Discussion in 'Turf Renovation' started by DieselDennis, Jun 5, 2010.

  1. DieselDennis

    DieselDennis LawnSite Member
    Posts: 33


    I sprayed my yard in the spring to get rid of most of the weeds and leave the bermuda. But I have several patches about 5'x5' where there is no bermuda. It's not brown and it's not the color I'm worried about. It's just very thin in there and full of volunteer weeds.

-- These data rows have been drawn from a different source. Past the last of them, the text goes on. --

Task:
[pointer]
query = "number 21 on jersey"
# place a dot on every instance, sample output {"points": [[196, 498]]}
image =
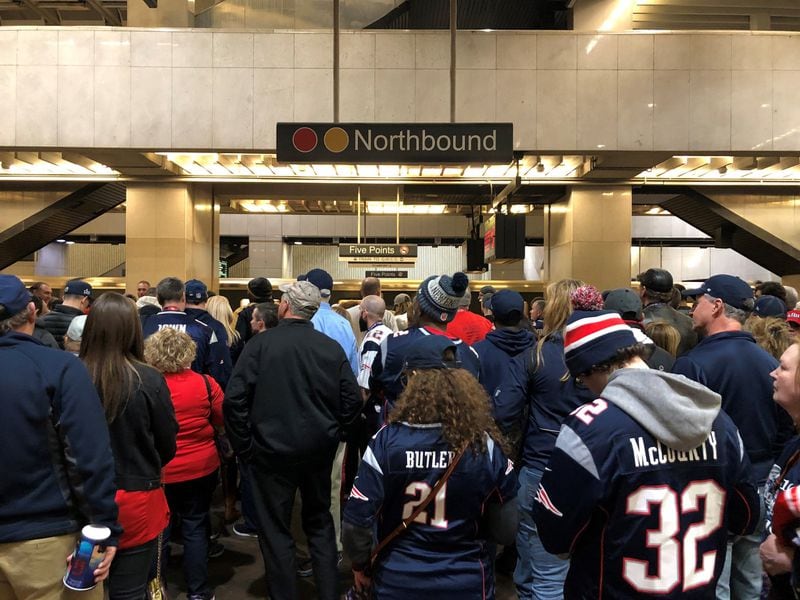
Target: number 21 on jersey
{"points": [[419, 490], [664, 540]]}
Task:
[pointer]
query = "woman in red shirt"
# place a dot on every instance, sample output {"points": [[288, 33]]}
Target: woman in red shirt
{"points": [[142, 425], [190, 477]]}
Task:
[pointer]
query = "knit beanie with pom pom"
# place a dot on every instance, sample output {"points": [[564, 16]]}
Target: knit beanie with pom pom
{"points": [[439, 296]]}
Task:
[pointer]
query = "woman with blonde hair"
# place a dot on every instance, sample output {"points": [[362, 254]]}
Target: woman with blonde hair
{"points": [[220, 308], [535, 396], [664, 335], [402, 308], [781, 499], [434, 487], [771, 333], [190, 478]]}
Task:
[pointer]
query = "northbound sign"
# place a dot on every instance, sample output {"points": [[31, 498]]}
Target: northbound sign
{"points": [[377, 143]]}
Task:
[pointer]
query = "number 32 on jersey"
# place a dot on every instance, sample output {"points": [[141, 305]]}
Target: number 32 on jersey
{"points": [[665, 539]]}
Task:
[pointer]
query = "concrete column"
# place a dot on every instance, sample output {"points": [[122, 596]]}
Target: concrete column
{"points": [[171, 230], [168, 13], [513, 270], [588, 237]]}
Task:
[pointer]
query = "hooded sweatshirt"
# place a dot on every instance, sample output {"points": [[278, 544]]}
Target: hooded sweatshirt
{"points": [[673, 409], [496, 352], [654, 458]]}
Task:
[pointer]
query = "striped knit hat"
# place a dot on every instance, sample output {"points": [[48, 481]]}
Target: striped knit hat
{"points": [[593, 337]]}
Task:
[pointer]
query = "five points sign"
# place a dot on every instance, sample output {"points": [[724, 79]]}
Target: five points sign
{"points": [[377, 143], [378, 253]]}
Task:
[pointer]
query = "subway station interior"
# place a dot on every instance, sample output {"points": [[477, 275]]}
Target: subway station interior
{"points": [[139, 139]]}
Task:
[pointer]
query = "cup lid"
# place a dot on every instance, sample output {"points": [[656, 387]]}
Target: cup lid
{"points": [[96, 532]]}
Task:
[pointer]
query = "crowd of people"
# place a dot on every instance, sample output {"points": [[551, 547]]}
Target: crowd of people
{"points": [[623, 443]]}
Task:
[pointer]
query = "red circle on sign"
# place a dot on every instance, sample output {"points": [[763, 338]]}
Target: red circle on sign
{"points": [[304, 139]]}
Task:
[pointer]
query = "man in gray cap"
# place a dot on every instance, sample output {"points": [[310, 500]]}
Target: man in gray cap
{"points": [[656, 292], [77, 296], [289, 397]]}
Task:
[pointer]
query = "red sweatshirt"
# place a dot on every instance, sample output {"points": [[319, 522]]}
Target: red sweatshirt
{"points": [[196, 455]]}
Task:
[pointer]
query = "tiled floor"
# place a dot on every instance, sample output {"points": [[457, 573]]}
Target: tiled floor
{"points": [[239, 574]]}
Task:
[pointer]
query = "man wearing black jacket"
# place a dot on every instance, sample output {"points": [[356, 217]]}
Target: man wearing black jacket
{"points": [[290, 394]]}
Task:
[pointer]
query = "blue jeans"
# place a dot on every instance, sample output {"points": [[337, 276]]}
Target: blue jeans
{"points": [[539, 575], [191, 501], [741, 576]]}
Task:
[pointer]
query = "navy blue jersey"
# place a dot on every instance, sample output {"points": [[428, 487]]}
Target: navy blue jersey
{"points": [[638, 518], [443, 553], [393, 355], [208, 359]]}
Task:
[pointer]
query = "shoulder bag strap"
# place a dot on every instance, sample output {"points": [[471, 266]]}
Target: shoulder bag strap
{"points": [[420, 507], [208, 393]]}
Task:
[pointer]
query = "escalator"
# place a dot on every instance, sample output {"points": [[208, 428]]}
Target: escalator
{"points": [[731, 230], [58, 219]]}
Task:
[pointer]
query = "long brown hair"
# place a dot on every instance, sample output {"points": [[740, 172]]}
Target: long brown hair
{"points": [[454, 398], [111, 346]]}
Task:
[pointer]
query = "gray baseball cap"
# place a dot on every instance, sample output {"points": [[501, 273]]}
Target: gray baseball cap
{"points": [[303, 298]]}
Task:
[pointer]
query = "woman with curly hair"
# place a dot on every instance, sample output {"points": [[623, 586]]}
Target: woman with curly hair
{"points": [[442, 417], [530, 403], [190, 478]]}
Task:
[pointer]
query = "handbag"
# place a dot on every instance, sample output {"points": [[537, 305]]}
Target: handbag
{"points": [[155, 587], [366, 593], [224, 448]]}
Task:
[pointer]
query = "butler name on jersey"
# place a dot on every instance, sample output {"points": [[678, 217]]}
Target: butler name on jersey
{"points": [[444, 553], [643, 488]]}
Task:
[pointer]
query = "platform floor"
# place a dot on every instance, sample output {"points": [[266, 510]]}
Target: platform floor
{"points": [[239, 573]]}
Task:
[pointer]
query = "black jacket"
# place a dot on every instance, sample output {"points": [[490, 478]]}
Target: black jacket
{"points": [[290, 394], [57, 321], [143, 434]]}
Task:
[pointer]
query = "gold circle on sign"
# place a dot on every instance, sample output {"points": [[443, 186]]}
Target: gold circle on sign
{"points": [[336, 139]]}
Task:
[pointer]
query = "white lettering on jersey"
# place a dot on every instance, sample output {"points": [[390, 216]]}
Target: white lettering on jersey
{"points": [[178, 326], [661, 454], [428, 459]]}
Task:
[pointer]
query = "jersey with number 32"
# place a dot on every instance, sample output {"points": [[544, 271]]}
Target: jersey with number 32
{"points": [[638, 518], [443, 554]]}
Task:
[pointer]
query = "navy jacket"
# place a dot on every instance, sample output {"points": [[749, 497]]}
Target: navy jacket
{"points": [[543, 386], [496, 352], [734, 366], [393, 355], [210, 358], [58, 471]]}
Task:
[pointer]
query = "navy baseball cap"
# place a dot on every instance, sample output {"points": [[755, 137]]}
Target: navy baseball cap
{"points": [[196, 291], [730, 289], [623, 300], [428, 353], [77, 287], [770, 306], [507, 305], [322, 279], [14, 296]]}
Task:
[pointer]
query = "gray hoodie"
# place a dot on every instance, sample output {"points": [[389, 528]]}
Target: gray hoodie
{"points": [[673, 409]]}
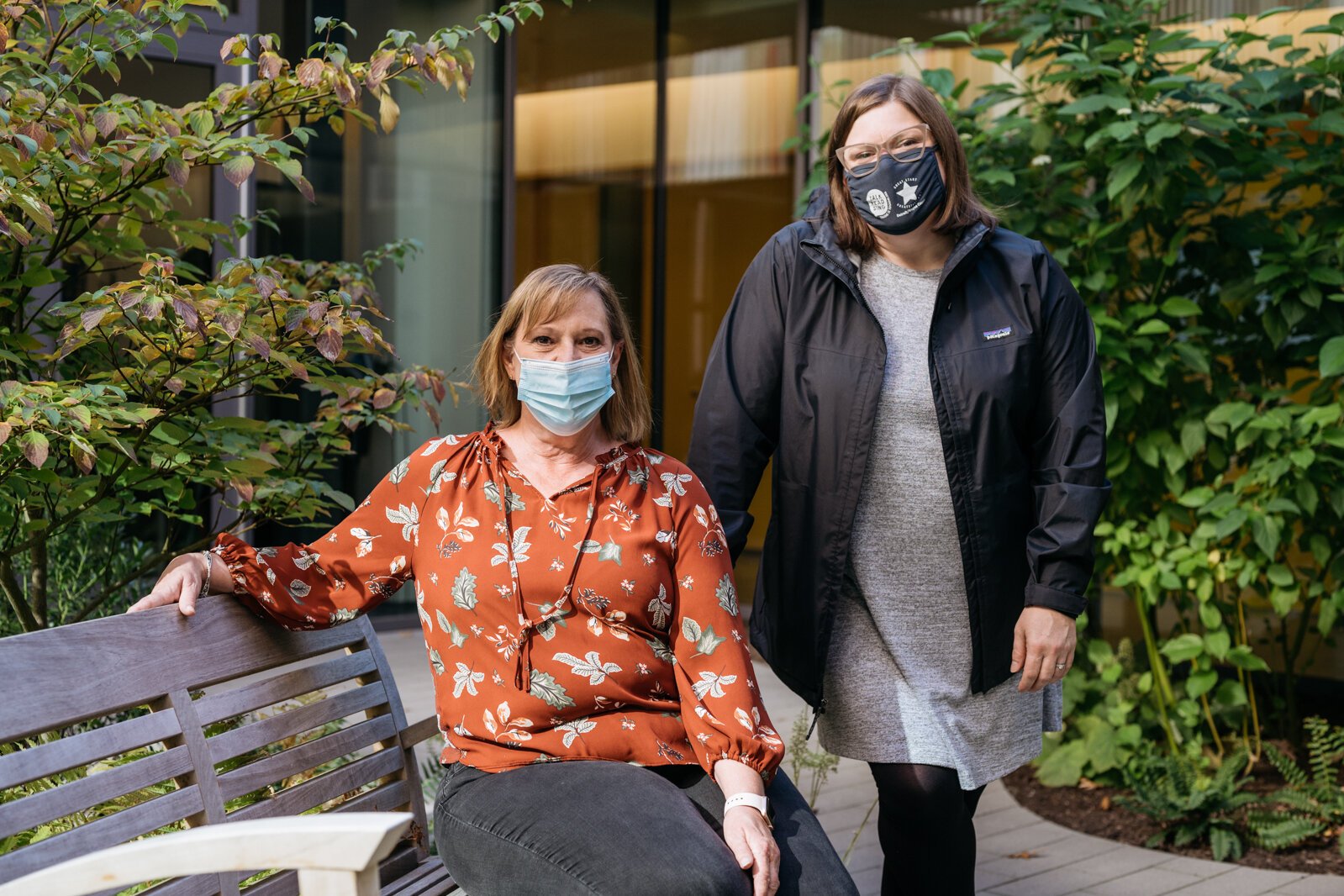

    Is there a particular fertilizer or mowing height that will encourage the grass to spread? I have a one acre lot and have already had two applications of pelletized lime ( 120 lbs each time ) and recently put on 100 lbs of triple 13 (this is over a time frame of February to last weekend).
  2. Think Green

    Think Green LawnSite Silver Member
    Posts: 2,746

    Importantly, a one acre lot...............43,560 sq.ft. using triple 13 will take around 8 lbs. of fertilizer per thousand square feet to give you 1 lb. of nitrogen, phosphorus and potassium. You are going to need 350 lbs. of 13 to feed that acre one time. I don't think you need that much of the other nutrients per acre though. That is 7- 50# bags, 14- 25# bags or financially around 250.00 per acre per month.........???? Most people don't put that much into their lawn. Dont use triple 13 anymore unless you get a soil test and you need the phosphorus and potassium. I don't think you applied enough nitrogen to this property to make a difference.
    Bermuda will need nitrogen fed to it at 1 lb. of nitrogen per thousand square feet per growing month depending on if you mulch the clippings in or take them off. You can reduce you fertilizer rate by 20% if you mulch the clippings back under.
  3. Think Green

    Think Green LawnSite Silver Member
    Posts: 2,746

    Did you do a soil test to tell how much lime needed per acre or what your pH is before adding lime.?? Sometimes, lime needs to be added twice per season to lower the pH at 40 to 80 lbs. or more per thousand square feet. An acre will need possibly 2,000 lbs. per season or applied gradually over a period of time.
    If you have already taken out all of the weeds, the thin spots may be due to terrible top soil or gravel at the surface.
    I hope I didn't come across as crass but I was only offering facts to adequate fert and lime applications according to label standards.
    My lawn is completely common bermuda and doesn't get much fertilizer as my septic system offers it for me. There has been thin spots but have filled in nicely since the rains and humidity returned to the season. If your spots are dry, then keep them watered and don't worry so much about the ferts. Just keep those areas moist and make sure there was no pre emergents applied to those areas prior to now.
  4. cgaengineer

    cgaengineer LawnSite Fanatic
    Posts: 15,782

    The best way to get bermuda to grow laterally is to cut is short...very short...1/2" is good. A lite topdressing of fertile soil or compost over the areas will give the bermuda something to grow to.